1. roasted garlic salt [roast a couple heads of garlic, then squish this into a pile of salt.  put in the oven to dry out at a low temp, stirring every 10 - 15 minutes. Break up the chunks the best you can and use either a mortar & pestle or processer/grinder to get the big chunks].  SO GOOD and excellent on thin slices of bbq'd eggplant!!

2. Cardamom sugar OMG SO delicious!! [sugar of your choice, but I use a blend of traditional white and brown, and crack about 10 cardamom pods for every cup of sugar. for more punch, add some cardamom powder as well.  Let it sit in a sealed jar for at least 3 months.

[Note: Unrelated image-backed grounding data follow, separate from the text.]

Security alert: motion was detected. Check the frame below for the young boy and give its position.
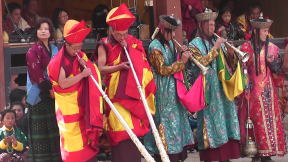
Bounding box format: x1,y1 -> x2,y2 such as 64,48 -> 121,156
0,109 -> 27,162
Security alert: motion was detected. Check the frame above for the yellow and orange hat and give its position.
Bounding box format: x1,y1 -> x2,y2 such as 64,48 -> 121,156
63,20 -> 91,43
106,3 -> 136,31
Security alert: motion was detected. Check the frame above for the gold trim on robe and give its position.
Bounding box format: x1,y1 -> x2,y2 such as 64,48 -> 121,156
149,50 -> 185,75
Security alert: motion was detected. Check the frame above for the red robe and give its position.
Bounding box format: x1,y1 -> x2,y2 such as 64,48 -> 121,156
239,42 -> 286,156
97,35 -> 156,145
48,47 -> 103,162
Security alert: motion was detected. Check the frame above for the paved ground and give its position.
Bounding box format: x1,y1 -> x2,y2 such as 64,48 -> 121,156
185,153 -> 288,162
142,153 -> 288,162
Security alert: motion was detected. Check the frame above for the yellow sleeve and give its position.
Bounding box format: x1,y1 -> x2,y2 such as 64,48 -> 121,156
12,141 -> 24,152
0,139 -> 8,150
149,50 -> 185,75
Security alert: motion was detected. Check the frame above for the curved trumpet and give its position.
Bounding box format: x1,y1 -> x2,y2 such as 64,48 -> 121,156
214,33 -> 249,62
173,39 -> 209,75
123,46 -> 170,162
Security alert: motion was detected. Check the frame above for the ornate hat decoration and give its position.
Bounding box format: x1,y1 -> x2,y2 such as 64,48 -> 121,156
106,3 -> 136,31
250,12 -> 273,29
63,20 -> 91,43
196,8 -> 218,22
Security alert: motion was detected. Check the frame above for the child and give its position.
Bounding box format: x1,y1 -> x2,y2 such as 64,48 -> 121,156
10,101 -> 28,136
9,88 -> 26,105
0,109 -> 27,162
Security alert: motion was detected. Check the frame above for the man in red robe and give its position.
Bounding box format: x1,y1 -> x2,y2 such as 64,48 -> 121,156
48,20 -> 102,162
97,4 -> 155,162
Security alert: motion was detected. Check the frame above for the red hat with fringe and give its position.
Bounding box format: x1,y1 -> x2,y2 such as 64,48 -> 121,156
63,20 -> 91,43
106,3 -> 136,31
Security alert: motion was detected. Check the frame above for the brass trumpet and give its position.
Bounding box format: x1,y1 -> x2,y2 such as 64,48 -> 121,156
173,39 -> 209,75
214,33 -> 249,62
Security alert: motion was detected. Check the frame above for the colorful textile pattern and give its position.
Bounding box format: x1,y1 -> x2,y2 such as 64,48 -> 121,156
185,37 -> 240,150
26,42 -> 61,162
144,39 -> 194,154
63,20 -> 91,43
217,49 -> 245,101
102,35 -> 156,145
48,47 -> 103,162
240,42 -> 286,156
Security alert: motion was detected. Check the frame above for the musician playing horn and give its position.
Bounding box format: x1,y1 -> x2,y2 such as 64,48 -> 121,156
239,14 -> 286,162
185,9 -> 244,162
144,15 -> 194,162
95,4 -> 156,162
48,20 -> 103,162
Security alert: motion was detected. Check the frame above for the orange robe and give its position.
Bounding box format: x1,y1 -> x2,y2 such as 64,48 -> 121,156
48,47 -> 103,162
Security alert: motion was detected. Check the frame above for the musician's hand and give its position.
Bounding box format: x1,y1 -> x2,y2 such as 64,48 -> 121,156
119,61 -> 130,70
10,136 -> 17,147
267,55 -> 275,62
181,51 -> 191,63
225,42 -> 234,55
49,89 -> 55,99
119,40 -> 127,48
213,38 -> 227,49
78,58 -> 86,66
81,68 -> 92,77
4,136 -> 11,144
218,26 -> 225,32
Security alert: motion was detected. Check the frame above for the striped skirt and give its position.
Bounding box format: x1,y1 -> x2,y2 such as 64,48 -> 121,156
28,98 -> 62,162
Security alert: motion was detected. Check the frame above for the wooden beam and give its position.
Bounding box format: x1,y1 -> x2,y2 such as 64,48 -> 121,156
0,1 -> 6,111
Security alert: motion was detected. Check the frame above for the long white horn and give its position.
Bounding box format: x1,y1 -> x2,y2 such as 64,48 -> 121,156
76,54 -> 155,162
123,47 -> 170,162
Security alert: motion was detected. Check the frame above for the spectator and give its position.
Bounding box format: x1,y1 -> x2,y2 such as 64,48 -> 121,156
10,101 -> 28,136
9,88 -> 26,105
52,8 -> 69,40
0,109 -> 27,162
22,0 -> 41,28
216,7 -> 244,40
3,2 -> 30,34
26,18 -> 61,162
236,2 -> 262,40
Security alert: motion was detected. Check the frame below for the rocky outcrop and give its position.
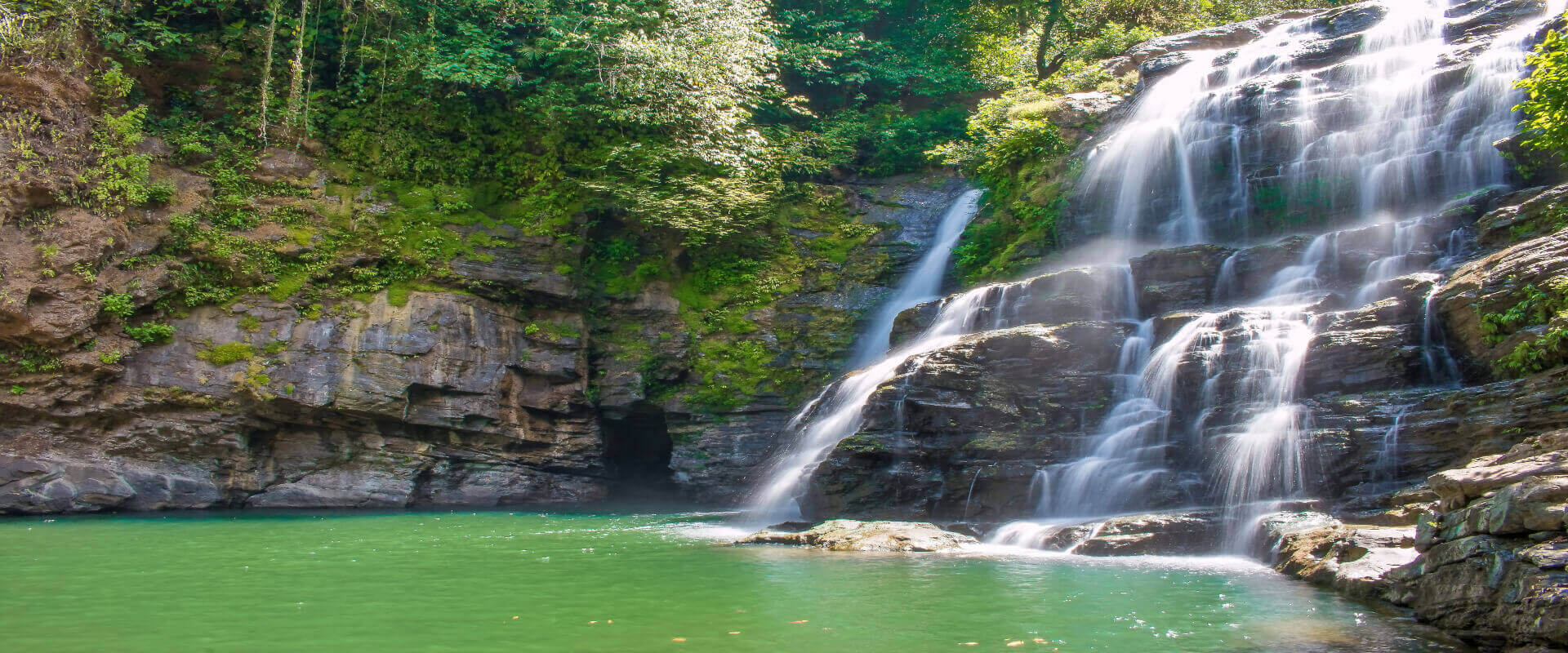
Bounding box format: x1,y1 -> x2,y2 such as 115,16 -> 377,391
1438,186 -> 1568,371
804,322 -> 1129,520
1263,512 -> 1416,600
0,66 -> 968,513
1072,512 -> 1225,556
735,520 -> 977,553
1391,431 -> 1568,648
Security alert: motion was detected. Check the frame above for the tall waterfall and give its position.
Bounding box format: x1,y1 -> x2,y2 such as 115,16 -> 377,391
850,191 -> 985,370
750,189 -> 990,520
755,0 -> 1568,544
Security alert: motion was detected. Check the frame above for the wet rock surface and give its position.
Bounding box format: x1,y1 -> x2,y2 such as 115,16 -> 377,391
804,322 -> 1129,520
0,122 -> 968,513
735,520 -> 977,553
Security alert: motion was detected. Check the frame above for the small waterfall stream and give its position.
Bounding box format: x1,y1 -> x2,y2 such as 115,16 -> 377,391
849,189 -> 985,370
753,0 -> 1565,538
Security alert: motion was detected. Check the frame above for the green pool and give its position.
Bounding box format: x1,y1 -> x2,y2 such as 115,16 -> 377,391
0,512 -> 1454,653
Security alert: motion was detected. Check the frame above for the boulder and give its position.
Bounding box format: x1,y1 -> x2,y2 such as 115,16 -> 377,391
1129,244 -> 1232,315
735,520 -> 977,553
803,322 -> 1129,522
1263,512 -> 1418,600
1427,431 -> 1568,510
1072,512 -> 1223,556
251,147 -> 315,183
1437,229 -> 1568,375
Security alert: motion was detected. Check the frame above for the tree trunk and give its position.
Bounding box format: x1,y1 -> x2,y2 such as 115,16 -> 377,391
288,0 -> 310,133
1035,0 -> 1068,82
261,2 -> 279,147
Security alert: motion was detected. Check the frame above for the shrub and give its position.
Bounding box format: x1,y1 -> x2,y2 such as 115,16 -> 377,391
99,293 -> 136,318
126,322 -> 174,344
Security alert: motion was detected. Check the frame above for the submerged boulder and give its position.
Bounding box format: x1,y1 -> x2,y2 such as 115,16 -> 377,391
735,520 -> 977,553
1072,512 -> 1223,556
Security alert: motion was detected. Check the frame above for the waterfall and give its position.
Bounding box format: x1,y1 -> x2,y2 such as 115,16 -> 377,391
849,191 -> 985,370
753,0 -> 1565,538
746,287 -> 994,522
992,0 -> 1561,548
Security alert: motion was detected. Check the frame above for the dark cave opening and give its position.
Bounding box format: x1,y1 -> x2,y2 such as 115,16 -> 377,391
599,404 -> 676,500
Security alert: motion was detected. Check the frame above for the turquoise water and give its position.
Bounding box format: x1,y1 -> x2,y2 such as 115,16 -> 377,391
0,512 -> 1452,653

Shaking every week or two.] -- sprinkle on sugar cookies, sweeten your coffee or tea, delish!

3. homemade vanilla [I ordered some beans from a women's collective, and then heated up a couple cups of a plain, good quality vodka. slice the bean lengthwise and scrape all of the bean-y goodness into the vodka.  put the flattened bean in the vodka as well.  Let it sit in a sealed jar (like the vodka bottle it came in!) for 2-3 months +. Shake it up every week or so.

4. bread, brownies, dishcloths, etc

5. Frozen cookie dough balls with instructions on how to bake them!  I've done this with chocolate chip cookies, molasses/ginger, and mexican chocolate cookies!  You just need to make sure that you *test* each type from frozen to make sure it bakes up properly.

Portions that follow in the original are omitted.